Save the Children said the decline in access to clean water could endanger hard-won progress against cholera in Haiti which was on track to reach three years without a reported case in January 2022.
Communities in urban settings like Port-au-Prince have lost water access because pumps are not functioning due to fuel shortages, while infrastructure in rural areas in Sud and Grand'Anse departments was still suffering from the impacts of the 2010 earthquake.
Even before the August quake, many rural communities in those areas relied on rain water and mountain sources, while water treatment units and water trucking programmes, often conducted by non-government organisations, provided clean water to others but fuel shortages have drastically reduced or stopped these services.
Perpetue Vendredi, Deputy Country Director for Save the Children Haiti, said the threat to children's health due to these water shortages cannot be understated:
"In the three months since the earthquake struck, the challenges facing children have only grown. Now many children don't even have reliable access to one of the most basic human needs: water.
"Infectious diseases thrive when clean water is scarce. We are already facing a COVID-19 pandemic. We cannot add waterborne disease outbreaks to that."
More than 4.3 million people in Haiti -- or one in every 3 of the population -- already do not have enough food daily and cholera is more likely to infect, and to kill, children suffering from malnutrition.
Across the country health facilities are damaged, under resourced, and understaffed due to the earthquake, fuel shortages and instability.
Save the Children is developing risk communication materials for residents on appropriate water, sanitation and hygiene (WASH) behaviours, essential to avoid outbreaks of vector-borne diseases such as COVID-19 and cholera.
Since August, Save the Children has distributed more than 500 baby and hygiene kits.

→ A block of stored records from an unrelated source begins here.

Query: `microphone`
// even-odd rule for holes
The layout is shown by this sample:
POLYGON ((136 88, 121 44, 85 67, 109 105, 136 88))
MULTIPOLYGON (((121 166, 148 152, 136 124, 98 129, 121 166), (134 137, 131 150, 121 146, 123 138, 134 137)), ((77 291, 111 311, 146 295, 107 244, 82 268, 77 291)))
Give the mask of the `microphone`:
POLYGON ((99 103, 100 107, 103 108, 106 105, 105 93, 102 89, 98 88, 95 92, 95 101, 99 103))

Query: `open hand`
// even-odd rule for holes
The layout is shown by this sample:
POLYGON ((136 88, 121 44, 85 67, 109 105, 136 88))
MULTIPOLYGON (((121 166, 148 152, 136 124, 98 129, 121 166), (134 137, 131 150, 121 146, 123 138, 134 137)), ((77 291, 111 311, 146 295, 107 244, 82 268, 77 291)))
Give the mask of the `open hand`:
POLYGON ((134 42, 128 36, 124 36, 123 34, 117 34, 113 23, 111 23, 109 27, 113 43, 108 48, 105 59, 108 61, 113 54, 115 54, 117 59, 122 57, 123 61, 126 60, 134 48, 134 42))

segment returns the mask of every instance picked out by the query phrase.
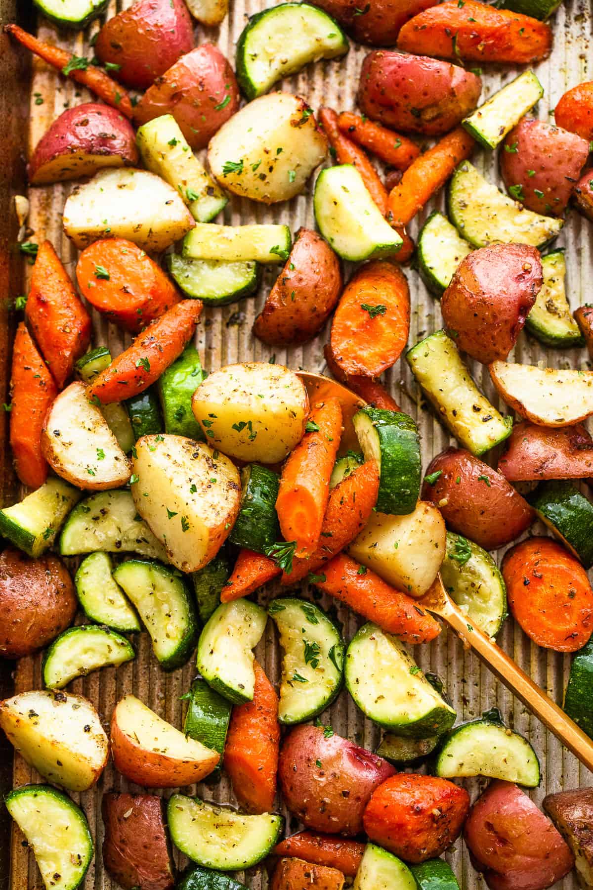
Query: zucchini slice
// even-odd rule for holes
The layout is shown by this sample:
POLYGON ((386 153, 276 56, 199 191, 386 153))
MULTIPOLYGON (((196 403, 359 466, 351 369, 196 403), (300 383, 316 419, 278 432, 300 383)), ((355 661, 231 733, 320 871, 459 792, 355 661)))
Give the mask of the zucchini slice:
POLYGON ((334 19, 308 3, 284 3, 252 15, 236 44, 236 79, 248 101, 309 62, 337 59, 349 42, 334 19))
POLYGON ((194 648, 197 625, 182 575, 160 562, 132 559, 118 565, 113 577, 138 610, 163 669, 184 665, 194 648))
POLYGON ((527 500, 556 537, 581 560, 593 566, 593 504, 572 482, 549 480, 540 482, 527 500))
POLYGON ((449 218, 475 247, 489 244, 530 244, 543 247, 557 238, 563 220, 541 216, 487 182, 469 161, 462 161, 449 182, 449 218))
POLYGON ((235 871, 257 865, 280 837, 282 816, 245 816, 199 797, 173 794, 167 806, 171 839, 198 865, 235 871))
POLYGON ((132 495, 125 490, 100 491, 85 498, 68 517, 60 536, 62 556, 95 550, 166 559, 163 545, 136 513, 132 495))
POLYGON ((63 689, 70 680, 134 658, 133 646, 121 634, 94 624, 68 627, 46 651, 42 674, 47 689, 63 689))
POLYGON ((352 890, 417 890, 410 869, 375 844, 367 844, 352 890))
POLYGON ((444 330, 421 340, 405 358, 438 419, 477 457, 509 438, 512 417, 503 417, 482 395, 444 330))
POLYGON ((253 699, 252 649, 261 639, 267 619, 261 606, 236 600, 220 605, 200 635, 197 669, 216 692, 235 705, 253 699))
POLYGON ((413 513, 420 495, 421 459, 418 427, 407 414, 363 408, 352 423, 365 460, 379 466, 375 508, 392 516, 413 513))
POLYGON ((74 583, 84 614, 92 621, 114 630, 132 633, 140 629, 136 612, 112 577, 108 554, 89 554, 78 566, 74 583))
POLYGON ((495 149, 542 95, 543 86, 533 72, 523 71, 462 120, 461 125, 481 145, 495 149))
POLYGON ((63 479, 48 479, 19 504, 0 510, 0 535, 29 556, 41 556, 82 496, 63 479))
POLYGON ((315 183, 313 206, 319 231, 345 260, 385 259, 397 254, 403 244, 351 164, 321 171, 315 183))
POLYGON ((452 729, 438 750, 434 771, 443 779, 488 776, 526 788, 540 784, 535 751, 524 736, 505 726, 497 708, 452 729))
POLYGON ((452 600, 472 624, 487 636, 496 636, 508 615, 507 587, 490 554, 473 541, 447 531, 441 577, 452 600))
POLYGON ((321 714, 340 692, 344 643, 325 612, 305 600, 274 600, 268 614, 284 651, 278 720, 302 723, 321 714))
POLYGON ((4 803, 27 838, 48 890, 75 890, 94 854, 86 816, 50 785, 23 785, 4 803))
POLYGON ((428 739, 446 732, 455 711, 430 685, 399 640, 364 625, 346 652, 346 686, 363 714, 398 735, 428 739))
POLYGON ((417 250, 418 269, 429 290, 440 296, 471 250, 446 216, 433 211, 421 229, 417 250))
POLYGON ((568 348, 584 345, 566 298, 564 251, 556 250, 542 256, 541 270, 543 285, 525 320, 525 328, 546 346, 568 348))
POLYGON ((167 268, 188 296, 210 306, 226 306, 251 296, 260 284, 260 267, 252 260, 244 263, 191 260, 169 254, 167 268))
POLYGON ((280 539, 280 525, 276 512, 280 477, 277 473, 248 464, 241 470, 241 509, 229 540, 239 547, 264 554, 280 539))

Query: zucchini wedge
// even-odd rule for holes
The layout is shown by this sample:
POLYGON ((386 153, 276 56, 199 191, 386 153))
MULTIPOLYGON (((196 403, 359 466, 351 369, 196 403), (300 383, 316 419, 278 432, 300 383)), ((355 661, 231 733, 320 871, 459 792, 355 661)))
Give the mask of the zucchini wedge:
POLYGON ((363 714, 398 735, 428 739, 446 732, 455 711, 430 685, 399 640, 364 625, 346 652, 346 686, 363 714))
POLYGON ((278 720, 302 723, 321 714, 340 692, 344 643, 328 616, 306 600, 273 600, 268 614, 284 651, 278 720))
POLYGON ((221 871, 260 862, 278 840, 284 821, 271 813, 245 816, 184 794, 173 794, 167 805, 175 846, 198 865, 221 871))

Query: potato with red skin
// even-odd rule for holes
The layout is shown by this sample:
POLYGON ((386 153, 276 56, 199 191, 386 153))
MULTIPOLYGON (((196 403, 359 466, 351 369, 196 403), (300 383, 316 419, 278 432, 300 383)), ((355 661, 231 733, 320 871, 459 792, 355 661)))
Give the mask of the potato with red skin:
POLYGON ((519 200, 528 210, 562 216, 587 163, 589 142, 553 124, 524 117, 507 135, 499 157, 507 191, 518 185, 519 200))
POLYGON ((163 799, 153 794, 103 795, 103 865, 124 890, 172 890, 173 862, 163 799))
POLYGON ((363 62, 358 105, 385 126, 437 136, 477 105, 482 81, 451 62, 375 50, 363 62))
POLYGON ((105 64, 119 65, 113 76, 146 90, 195 46, 194 29, 184 0, 138 0, 108 19, 95 53, 105 64))
POLYGON ((137 126, 172 114, 189 146, 204 149, 239 108, 235 72, 212 44, 187 53, 150 86, 134 109, 137 126))
POLYGON ((323 726, 301 725, 284 738, 278 779, 286 806, 306 828, 352 837, 363 830, 373 791, 395 772, 348 739, 325 738, 323 726))
POLYGON ((438 507, 448 529, 485 550, 509 544, 533 522, 533 511, 510 482, 465 449, 437 454, 425 479, 439 471, 434 482, 425 481, 422 500, 438 507))
POLYGON ((542 283, 535 247, 493 244, 473 250, 441 299, 445 327, 459 349, 484 365, 506 359, 542 283))
POLYGON ((342 286, 340 260, 327 242, 310 229, 299 229, 253 333, 270 346, 307 343, 325 324, 342 286))
POLYGON ((31 559, 14 547, 0 554, 0 658, 43 649, 69 627, 77 606, 72 578, 58 556, 31 559))
POLYGON ((437 776, 400 773, 373 792, 365 830, 405 862, 424 862, 459 837, 469 809, 464 788, 437 776))
POLYGON ((464 839, 491 890, 545 890, 574 862, 549 819, 511 782, 490 783, 471 808, 464 839))

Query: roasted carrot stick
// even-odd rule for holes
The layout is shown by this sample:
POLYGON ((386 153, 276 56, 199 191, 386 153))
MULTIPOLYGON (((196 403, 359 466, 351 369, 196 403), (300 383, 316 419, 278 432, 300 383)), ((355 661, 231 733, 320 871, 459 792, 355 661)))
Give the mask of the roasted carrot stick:
POLYGON ((91 305, 136 334, 180 299, 161 267, 124 238, 85 247, 76 263, 76 280, 91 305))
POLYGON ((346 840, 335 835, 320 835, 313 831, 298 834, 281 840, 274 847, 276 856, 298 856, 316 865, 339 869, 348 878, 354 878, 361 863, 365 844, 346 840))
POLYGON ((38 489, 47 478, 41 430, 47 409, 57 394, 53 377, 21 321, 12 349, 11 448, 17 476, 31 489, 38 489))
POLYGON ((374 260, 350 279, 332 322, 333 360, 344 374, 376 377, 401 355, 410 333, 410 291, 392 263, 374 260))
POLYGON ((24 31, 18 25, 4 25, 4 31, 12 34, 20 44, 26 46, 31 53, 35 53, 40 59, 46 61, 48 65, 56 68, 61 74, 64 74, 67 77, 71 77, 72 80, 76 80, 77 84, 82 84, 84 86, 88 87, 89 90, 99 96, 100 99, 102 99, 108 105, 112 105, 113 108, 117 109, 126 117, 132 117, 133 109, 132 102, 124 87, 116 84, 115 80, 112 80, 105 71, 101 71, 100 68, 92 65, 88 59, 83 57, 79 59, 67 50, 62 50, 60 46, 46 44, 44 41, 34 37, 28 31, 24 31))
POLYGON ((366 153, 363 149, 358 148, 351 139, 348 139, 341 133, 338 126, 338 115, 332 109, 320 108, 318 117, 330 145, 335 151, 338 164, 353 164, 356 166, 371 198, 381 210, 381 215, 384 216, 387 213, 387 189, 368 159, 366 153))
POLYGON ((50 371, 61 389, 91 342, 91 316, 50 241, 44 241, 31 273, 25 316, 50 371))
POLYGON ((307 432, 282 470, 276 510, 285 541, 296 541, 295 556, 317 546, 330 492, 330 476, 341 437, 341 408, 330 397, 314 405, 307 432))
POLYGON ((269 813, 274 807, 278 770, 278 697, 257 661, 253 661, 253 700, 233 708, 224 768, 244 809, 269 813))
POLYGON ((231 576, 222 587, 220 602, 230 603, 231 600, 238 600, 240 596, 249 596, 280 574, 282 569, 273 560, 263 554, 256 554, 253 550, 242 547, 231 576))
POLYGON ((200 300, 181 300, 172 306, 97 375, 89 387, 89 398, 107 405, 143 392, 181 354, 194 336, 201 312, 200 300))
POLYGON ((330 491, 317 548, 309 559, 292 560, 292 570, 282 576, 283 584, 294 584, 309 571, 317 571, 354 540, 369 521, 379 493, 379 467, 375 460, 357 466, 330 491))
POLYGON ((419 147, 407 136, 366 120, 353 111, 342 111, 338 117, 338 126, 347 138, 398 170, 405 170, 420 154, 419 147))
POLYGON ((544 59, 552 44, 549 25, 477 0, 447 0, 407 21, 397 48, 464 61, 523 65, 544 59))
POLYGON ((396 634, 405 643, 429 643, 441 632, 441 626, 406 594, 389 587, 379 575, 359 565, 346 554, 339 554, 324 566, 325 580, 313 583, 374 621, 388 634, 396 634))
POLYGON ((389 192, 391 224, 406 225, 413 219, 445 185, 460 161, 469 157, 475 144, 469 134, 458 126, 417 158, 389 192))

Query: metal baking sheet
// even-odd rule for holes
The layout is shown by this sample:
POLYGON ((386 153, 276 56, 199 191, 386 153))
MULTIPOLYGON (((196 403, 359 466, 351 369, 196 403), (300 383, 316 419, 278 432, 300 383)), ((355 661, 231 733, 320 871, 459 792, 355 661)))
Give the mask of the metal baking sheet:
MULTIPOLYGON (((11 20, 13 15, 13 3, 10 0, 0 0, 0 11, 5 16, 4 21, 11 20)), ((122 8, 132 5, 132 0, 115 2, 111 0, 108 7, 108 15, 113 15, 122 8)), ((233 0, 228 18, 221 27, 217 28, 196 28, 196 42, 212 41, 220 47, 229 60, 234 58, 236 41, 243 29, 248 15, 269 5, 266 0, 233 0)), ((19 4, 19 14, 30 15, 31 23, 35 17, 28 3, 19 4)), ((540 102, 539 117, 548 119, 550 109, 554 108, 565 90, 583 80, 591 79, 593 75, 593 50, 590 44, 591 12, 589 5, 582 0, 568 0, 558 10, 553 19, 554 49, 551 57, 535 67, 536 73, 544 89, 544 98, 540 102)), ((38 34, 41 37, 54 41, 77 55, 92 55, 89 41, 98 30, 99 23, 92 23, 84 34, 72 36, 60 32, 46 20, 39 19, 38 34)), ((3 38, 5 40, 5 38, 3 38)), ((17 64, 20 54, 12 47, 5 48, 4 60, 0 58, 0 65, 17 64), (8 62, 7 62, 8 60, 8 62)), ((281 88, 295 92, 304 96, 317 109, 325 103, 338 109, 353 109, 356 107, 356 89, 358 72, 362 61, 368 50, 363 46, 351 44, 350 51, 345 60, 341 62, 318 62, 308 68, 305 71, 288 78, 281 88)), ((516 76, 515 69, 499 69, 490 66, 484 77, 483 100, 500 88, 516 76)), ((3 140, 7 140, 7 126, 13 131, 10 145, 14 150, 9 158, 8 149, 3 150, 0 156, 6 158, 3 170, 21 170, 21 165, 16 155, 19 149, 28 153, 36 144, 52 121, 65 109, 71 105, 86 101, 92 96, 77 85, 65 82, 63 78, 50 70, 42 62, 33 61, 31 63, 31 77, 28 96, 24 106, 18 103, 18 90, 16 86, 23 85, 22 73, 15 78, 14 70, 6 72, 7 80, 12 77, 14 88, 7 93, 0 91, 0 101, 8 112, 10 123, 3 115, 3 140), (43 100, 43 103, 39 100, 43 100), (21 114, 22 112, 22 114, 21 114), (16 129, 16 135, 14 134, 16 129), (15 149, 15 139, 18 148, 15 149)), ((499 182, 496 157, 494 153, 477 150, 474 163, 488 178, 499 182)), ((8 208, 8 187, 3 182, 4 192, 0 191, 3 207, 8 208)), ((31 202, 29 226, 33 230, 31 239, 40 241, 49 238, 70 274, 74 275, 76 250, 63 235, 61 229, 61 212, 64 201, 71 190, 68 183, 51 187, 34 188, 29 190, 28 197, 31 202)), ((13 186, 12 191, 20 190, 13 186)), ((308 184, 305 194, 301 195, 288 203, 284 203, 271 208, 250 203, 247 200, 231 199, 224 213, 227 223, 239 222, 284 222, 295 231, 300 225, 314 228, 312 209, 312 182, 308 184)), ((418 229, 426 216, 435 207, 444 208, 444 196, 440 195, 429 205, 423 214, 414 221, 411 227, 412 234, 415 236, 418 229)), ((565 231, 558 239, 558 247, 566 248, 567 293, 573 308, 590 299, 590 287, 593 266, 591 265, 591 224, 581 219, 577 214, 571 214, 565 231)), ((4 215, 2 218, 2 233, 4 240, 3 256, 11 255, 10 244, 13 242, 16 224, 12 217, 4 215)), ((27 277, 29 267, 23 263, 24 274, 27 277)), ((0 268, 0 273, 5 270, 0 268)), ((268 360, 272 350, 268 349, 251 333, 253 320, 260 310, 265 295, 274 280, 276 272, 268 270, 266 272, 259 295, 255 299, 247 299, 238 304, 222 308, 206 307, 203 312, 202 323, 198 326, 196 345, 202 356, 203 364, 207 369, 213 369, 233 361, 246 360, 268 360)), ((414 344, 421 336, 441 327, 441 317, 438 302, 429 295, 420 280, 415 271, 406 271, 410 283, 412 295, 412 324, 410 330, 410 344, 414 344)), ((7 273, 4 276, 7 284, 7 273)), ((12 271, 12 288, 18 285, 16 273, 12 271)), ((5 291, 4 291, 5 294, 5 291)), ((4 329, 7 320, 0 319, 4 329)), ((107 324, 96 313, 93 315, 95 344, 106 344, 114 353, 118 352, 129 342, 122 338, 117 328, 107 324)), ((323 372, 325 368, 323 357, 323 345, 327 340, 329 326, 311 344, 294 349, 276 350, 276 360, 288 365, 292 368, 303 368, 311 371, 323 372)), ((5 337, 4 333, 0 336, 5 337)), ((0 339, 0 351, 4 352, 6 339, 0 339)), ((515 351, 517 360, 526 363, 535 363, 548 359, 553 367, 589 367, 586 360, 584 350, 549 351, 549 355, 534 341, 530 340, 524 333, 515 351)), ((482 384, 486 394, 498 403, 496 394, 490 384, 487 371, 482 366, 476 364, 473 368, 478 384, 482 384)), ((437 454, 453 440, 444 428, 428 410, 420 398, 420 393, 412 379, 405 361, 400 360, 387 375, 387 384, 395 398, 400 402, 403 409, 409 412, 417 421, 422 435, 422 453, 424 465, 433 455, 437 454)), ((0 467, 1 467, 0 464, 0 467)), ((4 473, 0 491, 8 502, 13 499, 8 481, 8 471, 4 473)), ((537 530, 543 531, 542 529, 537 530)), ((499 557, 501 554, 498 554, 499 557)), ((305 586, 306 587, 306 586, 305 586)), ((265 603, 274 595, 273 588, 266 590, 261 595, 265 603)), ((323 603, 329 606, 329 603, 323 603)), ((343 622, 346 637, 349 637, 357 627, 357 619, 344 606, 339 604, 337 617, 343 622)), ((279 676, 279 651, 277 640, 272 622, 268 622, 265 638, 258 646, 256 652, 258 659, 264 667, 267 674, 274 680, 279 676)), ((562 701, 562 694, 568 676, 570 656, 547 652, 539 649, 523 634, 520 628, 509 619, 499 640, 503 648, 509 652, 517 662, 526 670, 531 676, 551 697, 562 701)), ((119 668, 105 668, 88 677, 75 681, 70 685, 72 692, 85 695, 97 708, 106 729, 111 712, 116 700, 126 692, 132 692, 150 708, 154 708, 166 720, 177 726, 181 725, 183 703, 180 696, 188 688, 194 676, 192 662, 183 669, 173 674, 164 674, 159 668, 151 654, 150 643, 147 634, 138 635, 138 655, 134 661, 119 668)), ((424 669, 430 669, 441 675, 446 680, 446 685, 453 704, 457 709, 459 719, 469 719, 486 708, 497 705, 510 724, 519 732, 527 735, 533 744, 541 762, 542 781, 540 788, 530 792, 533 800, 541 805, 543 797, 549 792, 561 790, 563 788, 576 788, 580 785, 591 783, 591 775, 568 751, 563 749, 556 738, 544 730, 537 719, 520 704, 513 700, 506 689, 496 682, 488 670, 482 667, 477 659, 464 650, 461 643, 445 629, 440 637, 427 647, 416 647, 414 653, 424 669)), ((14 673, 14 684, 17 692, 40 688, 40 659, 22 659, 14 673)), ((335 704, 325 716, 325 722, 331 723, 334 730, 349 736, 357 742, 373 748, 379 740, 379 731, 362 715, 343 692, 335 704)), ((0 756, 2 755, 0 754, 0 756)), ((39 781, 40 777, 31 770, 25 762, 17 756, 14 762, 13 779, 15 785, 28 781, 39 781)), ((485 781, 470 780, 466 782, 469 790, 475 798, 485 781)), ((84 887, 85 890, 111 890, 116 885, 105 873, 100 846, 102 842, 102 822, 100 819, 100 800, 103 791, 107 790, 138 790, 136 786, 127 782, 113 769, 109 764, 99 784, 92 790, 82 795, 73 795, 80 800, 89 820, 91 830, 95 837, 97 854, 89 870, 84 887)), ((207 799, 220 802, 234 803, 230 787, 226 779, 218 786, 199 788, 199 793, 207 799)), ((193 791, 193 789, 192 789, 193 791)), ((298 825, 287 815, 287 831, 292 832, 298 825)), ((11 890, 28 890, 41 886, 40 876, 36 870, 32 854, 21 845, 22 837, 16 827, 12 828, 11 846, 11 890)), ((180 864, 183 865, 182 857, 180 864)), ((461 839, 459 839, 446 854, 455 871, 460 886, 463 890, 477 890, 482 886, 481 878, 472 869, 468 853, 461 839)), ((0 865, 0 871, 2 871, 0 865)), ((0 886, 2 878, 0 874, 0 886)), ((252 870, 244 876, 248 886, 265 888, 268 878, 265 870, 252 870)), ((574 890, 577 886, 573 874, 556 885, 563 890, 574 890)))

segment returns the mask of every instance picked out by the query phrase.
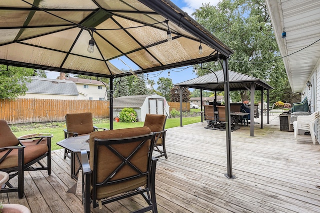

The organisation is supporting the rehabilitation and upgrading of water and sanitation facilities in 19 educational sites in the Sud and Grand'Anse departments and has helped rehabilitate water and sanitation facilities in two operational health centres.
"Humanitarians must be granted access to the children and families who are most in need of services, and the global community must invest in Haiti's full recovery," said Ms Vendredi.